Covid-19: mortalidade materna mais que dobra em 2021 e retorna aos níveis da década de 1980

Há três anos, o Brasil enfrentou o período mais crítico da pandemia da Covid-19, com crescimento nos casos de contágio e de óbitos em todas as regiões do país. Uma pesquisa inédita da Fundação Oswaldo Cruz (Fiocruz) revela que a taxa de mortalidade materna mais que dobrou em 2021 em comparação com os anos anteriores. De acordo com os dados divulgados na Revista Brasileira de Saúde Materno Infantil, esse aumento fez com que esse indicador atingisse um nível semelhante ao registrado na década de 1980, com 110 mortes maternas a cada 100 mil nascidos vivos.

A análise indica um aumento no número de mortes de mulheres grávidas e puérperas, mesmo levando em consideração o acréscimo de óbitos esperado devido à pandemia – ao todo, foram registradas 3 mil mortes em 2021. Esse indicador acompanhou um aumento de 39% na mortalidade geral durante o período.

As gestantes e puérperas, no entanto, apresentaram uma taxa de mortalidade superior à das mulheres não grávidas. Os dados demonstram que, em 2021, houve um excesso de mortes maternas 51,8% maior em comparação aos óbitos de mulheres não grávidas, considerando a tendência dos anos anteriores.

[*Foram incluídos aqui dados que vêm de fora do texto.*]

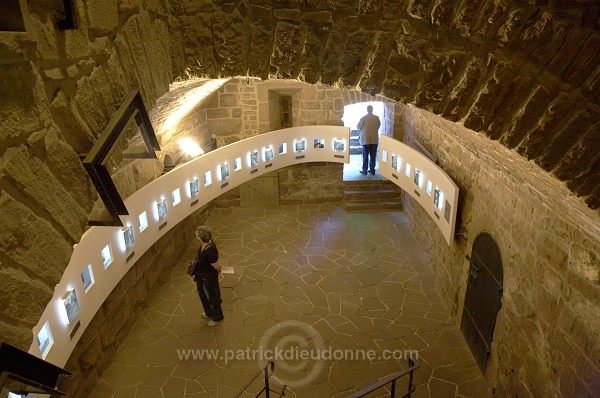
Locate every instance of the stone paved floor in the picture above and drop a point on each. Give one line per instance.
(311, 278)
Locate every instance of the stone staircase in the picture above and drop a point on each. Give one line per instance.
(372, 195)
(355, 147)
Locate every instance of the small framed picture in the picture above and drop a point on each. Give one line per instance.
(282, 148)
(194, 187)
(268, 154)
(224, 171)
(254, 159)
(71, 305)
(339, 145)
(162, 208)
(417, 178)
(128, 237)
(300, 145)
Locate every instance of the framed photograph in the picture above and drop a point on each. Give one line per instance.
(254, 159)
(224, 171)
(194, 187)
(87, 278)
(128, 236)
(417, 178)
(106, 254)
(300, 146)
(268, 154)
(71, 305)
(45, 339)
(339, 145)
(436, 197)
(162, 208)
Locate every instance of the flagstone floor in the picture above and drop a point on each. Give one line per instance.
(342, 297)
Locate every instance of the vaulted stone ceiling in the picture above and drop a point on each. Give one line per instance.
(525, 73)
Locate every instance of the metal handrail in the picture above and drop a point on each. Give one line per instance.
(266, 389)
(412, 366)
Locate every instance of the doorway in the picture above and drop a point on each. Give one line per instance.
(352, 114)
(483, 299)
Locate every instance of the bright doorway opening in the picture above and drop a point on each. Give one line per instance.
(352, 114)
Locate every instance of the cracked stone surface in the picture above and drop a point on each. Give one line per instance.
(308, 278)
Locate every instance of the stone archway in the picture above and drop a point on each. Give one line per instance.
(484, 297)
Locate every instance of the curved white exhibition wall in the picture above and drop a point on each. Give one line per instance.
(105, 254)
(422, 179)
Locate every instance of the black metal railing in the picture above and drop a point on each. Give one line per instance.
(266, 389)
(412, 366)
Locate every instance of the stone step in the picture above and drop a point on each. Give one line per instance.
(370, 206)
(373, 195)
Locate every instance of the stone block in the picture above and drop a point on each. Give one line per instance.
(15, 284)
(228, 100)
(102, 16)
(217, 113)
(18, 336)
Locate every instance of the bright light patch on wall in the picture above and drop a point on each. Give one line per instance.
(161, 206)
(128, 238)
(106, 254)
(87, 278)
(268, 153)
(45, 340)
(143, 221)
(194, 187)
(190, 147)
(418, 178)
(176, 197)
(253, 159)
(71, 305)
(224, 170)
(188, 101)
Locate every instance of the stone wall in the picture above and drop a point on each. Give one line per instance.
(98, 345)
(546, 341)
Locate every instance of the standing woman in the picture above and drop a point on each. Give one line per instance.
(206, 275)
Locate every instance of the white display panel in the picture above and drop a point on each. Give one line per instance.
(194, 187)
(442, 193)
(162, 208)
(45, 340)
(106, 254)
(143, 221)
(87, 278)
(176, 197)
(71, 305)
(85, 256)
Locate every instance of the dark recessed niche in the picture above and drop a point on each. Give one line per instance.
(13, 16)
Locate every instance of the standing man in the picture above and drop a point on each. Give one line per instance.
(368, 127)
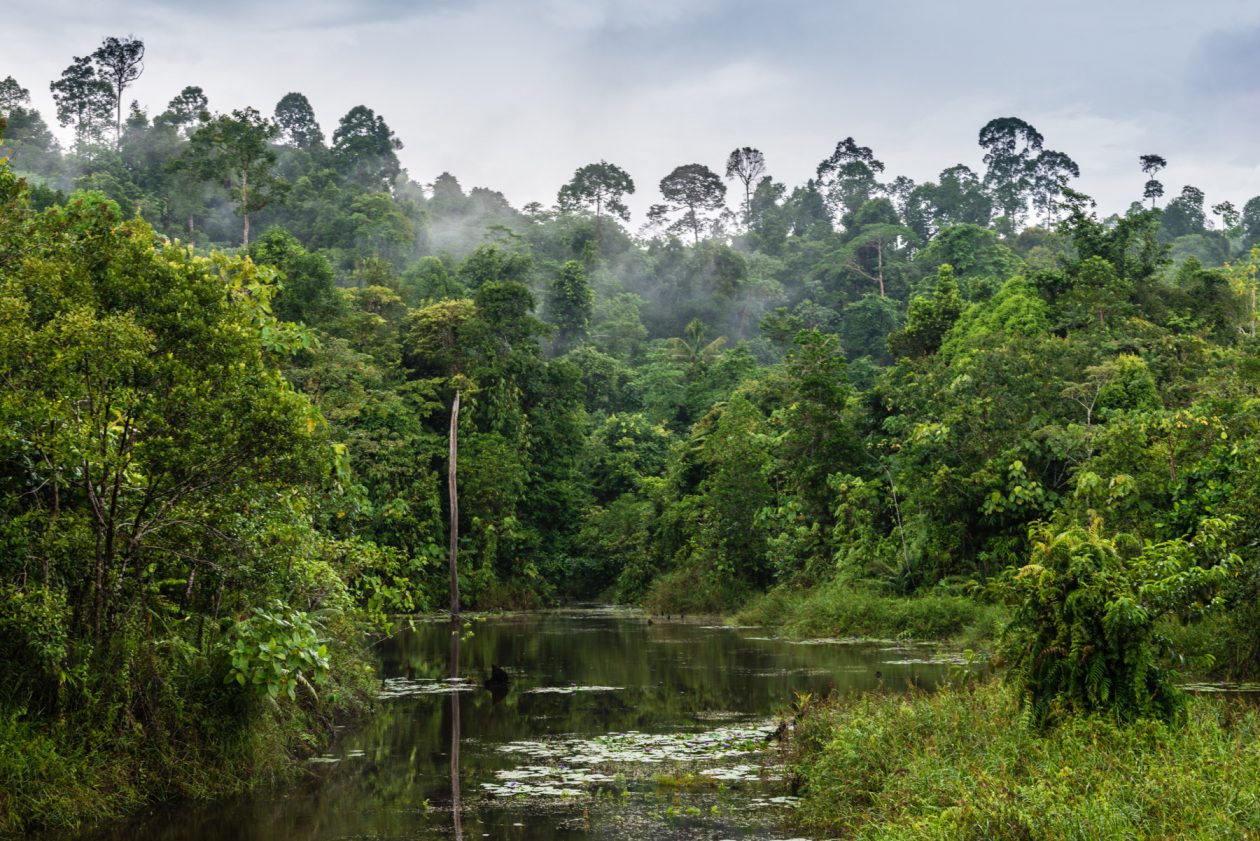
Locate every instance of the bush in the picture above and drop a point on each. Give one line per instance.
(1084, 638)
(844, 609)
(963, 763)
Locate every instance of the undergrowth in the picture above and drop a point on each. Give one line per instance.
(964, 763)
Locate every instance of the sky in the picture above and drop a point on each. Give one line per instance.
(517, 95)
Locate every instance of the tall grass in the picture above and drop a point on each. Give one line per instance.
(841, 609)
(963, 763)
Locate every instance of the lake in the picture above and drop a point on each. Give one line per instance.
(610, 726)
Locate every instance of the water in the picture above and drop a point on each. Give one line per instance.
(610, 728)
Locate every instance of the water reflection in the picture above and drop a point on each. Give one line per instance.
(456, 801)
(604, 716)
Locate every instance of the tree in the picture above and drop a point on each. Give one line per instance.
(366, 149)
(119, 62)
(696, 192)
(570, 305)
(185, 111)
(929, 319)
(746, 164)
(236, 150)
(1084, 637)
(1151, 165)
(600, 187)
(441, 342)
(1009, 144)
(82, 100)
(1185, 214)
(1051, 172)
(1250, 222)
(11, 96)
(848, 175)
(168, 440)
(24, 136)
(296, 120)
(1229, 216)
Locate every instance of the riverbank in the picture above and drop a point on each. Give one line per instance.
(963, 763)
(841, 609)
(72, 773)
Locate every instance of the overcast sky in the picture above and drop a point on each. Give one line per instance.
(517, 95)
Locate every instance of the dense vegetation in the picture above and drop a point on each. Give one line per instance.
(229, 343)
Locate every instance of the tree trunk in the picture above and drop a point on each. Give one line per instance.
(878, 251)
(456, 800)
(245, 203)
(455, 507)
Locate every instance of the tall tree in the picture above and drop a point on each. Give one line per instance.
(11, 96)
(24, 136)
(747, 165)
(366, 149)
(236, 149)
(1051, 170)
(1151, 165)
(570, 305)
(696, 192)
(296, 120)
(1009, 145)
(600, 187)
(847, 177)
(119, 62)
(1185, 214)
(441, 342)
(82, 100)
(184, 111)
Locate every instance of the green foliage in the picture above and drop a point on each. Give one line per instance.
(962, 763)
(276, 651)
(1084, 636)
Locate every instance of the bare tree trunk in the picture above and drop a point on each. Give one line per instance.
(455, 506)
(245, 203)
(456, 800)
(878, 251)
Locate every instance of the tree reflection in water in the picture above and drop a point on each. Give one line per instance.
(456, 801)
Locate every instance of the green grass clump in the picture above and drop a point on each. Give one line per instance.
(841, 609)
(963, 763)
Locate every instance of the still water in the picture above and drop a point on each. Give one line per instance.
(609, 726)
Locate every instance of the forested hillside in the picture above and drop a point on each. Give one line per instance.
(229, 343)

O impacto da crise sanitária se agravou principalmente no segundo ano da pandemia. De acordo com os dados, 60% das mortes maternas em 2021 foram atribuídas à Covid-19, enquanto em 2020 foram apenas 19%. O aumento na mortalidade materna em 2021 foi de 57% em relação a 2020 e de 83,7% em comparação à mortalidade geral no mesmo período.

O estudo analisou o crescimento no número de mortes de mulheres grávidas e puérperas em 2020 e 2021, comparando com dados de anos anteriores, bem como a mortalidade de mulheres não grávidas em idade fértil no mesmo período. Para isso, foram utilizados dados do Sistema de Informações sobre Mortalidade e do Sistema de Informações da Vigilância Epidemiológica da Gripe.

A taxa de mortalidade materna de 2021 ultrapassa a meta de 70 mortes maternas a cada 100 mil nascidos vivos estabelecida pelos Objetivos de Desenvolvimento Sustentável da ONU. O indicador já estava acima da meta antes da pandemia, destacando-se alguns estados e municípios em situação mais crítica. Segundo o pesquisador Raphael Guimarães, coautor do estudo, após a pandemia, a mortalidade materna dobrou, colocando todo o país novamente nessa situação crítica.

A qualidade da assistência médica durante o pré-natal está diretamente ligada à mortalidade materna. Países com infraestrutura e acesso precários aos serviços de saúde apresentam taxas mais altas desse tipo de óbito. Para os pesquisadores, a sobrecarga nos hospitais durante a pandemia e a infraestrutura deficiente da saúde pública em diversas regiões do país podem ter contribuído para o aumento dessas mortes.

“A saúde materna foi um dos aspectos mais impactados pela pandemia”, conclui Guimarães. Agora, é necessário estudar os efeitos de longo prazo da pandemia na organização do sistema de saúde, que foi evidenciado pelo aumento na mortalidade materna. “É provável que o debate sobre as desigualdades na saúde se torne ainda mais evidente nos próximos anos”, finaliza.